Navigation und Service

Heinrich hat gestohlen, kommt er ins Gefängnis?

Der 67-jährige Heinrich leidet unter einer fortschreitenden Demenz. In dem Ort, in dem er mit seiner Frau Edith lebt, geht er täglich zum Einkaufen in den nahegelegenen Supermarkt. Er bekommt von Edith eine Liste mit den zu erledigenden Einkäufen und Geld mit.
Heute erhält Edith einen Anruf von der Polizei. Heinrich sei vom Supermarktleiter wegen Ladendiebstahls angezeigt worden.

Edith fährt sofort zum Laden. Dort trifft sie auf Heinrich, der nicht weiß, warum er festgehalten werde. Der Supermarktleiter erklärt, der Ladendetektiv habe Heinrich beim Diebstahl von Zigaretten erwischt. Für den Ladendetektiv und den Supermarktleiter ist die Sache klar. Sie wollen Strafanzeige erstatten und erreichen, dass Heinrich bestraft wird. Doch Edith fragt sich, ob Heinrich wirklich bestraft werden kann.

Die Polizisten erklären Edith: Um strafrechtlich zur Verantwortung gezogen zu werden, müssen Täter schuldfähig, also in der Lage sein, das Unrecht der Tat einzusehen und entsprechend zu handeln, also: „Stehlen darf man nicht, deshalb lasse ich es“. Sind Täter schuldunfähig, dürfen sie nicht bestraft werden.

Konnte Heinrich aufgrund seiner Demenz diese Umstände etwa nicht mehr einsehen?
Erwachsene können schuldunfähig sein, wenn sie aufgrund krankhafter seelischer Störungen oder tiefgreifender Bewusstseinsstörungen das Unrecht der Tat nicht einsehen und dieser Einsicht nach handeln können. Eine Demenz führt zu einem Abbau kognitiver Funktionen und dazu, dass komplexe Handlungsabläufe nicht mehr möglich sind. Dies kann zu einer solchen tiefgreifenden Bewusstseinsstörung führen.
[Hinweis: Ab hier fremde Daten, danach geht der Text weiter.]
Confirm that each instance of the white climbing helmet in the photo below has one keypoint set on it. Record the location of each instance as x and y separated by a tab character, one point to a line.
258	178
In der Regel geht man davon aus, dass bei einer leichten Demenz eine verminderte Schuldfähigkeit, bei einer mittelschweren Demenz bereits eine vollständige Schuldunfähigkeit vorliegt. Edith will sich mit dem behandelnden Arzt in Verbindung setzen und dann mit der Staatsanwaltschaft, die den Fall weiter bearbeiten würde. Der Filialleiter war von einer Strafanzeige nicht abzubringen.

Edith spricht mit dem behandelnden Arzt. Er schlägt vor, ein ärztliches Gutachten zu schreiben, aus dem hervorgeht, dass bei Heinrich eine bereits mittelschwere Demenz vorliegt, durch die seine kognitiven Funktionen schwer beeinträchtigt sind und er nicht mehr einsehen kann, dass er unrechtmäßig handelte.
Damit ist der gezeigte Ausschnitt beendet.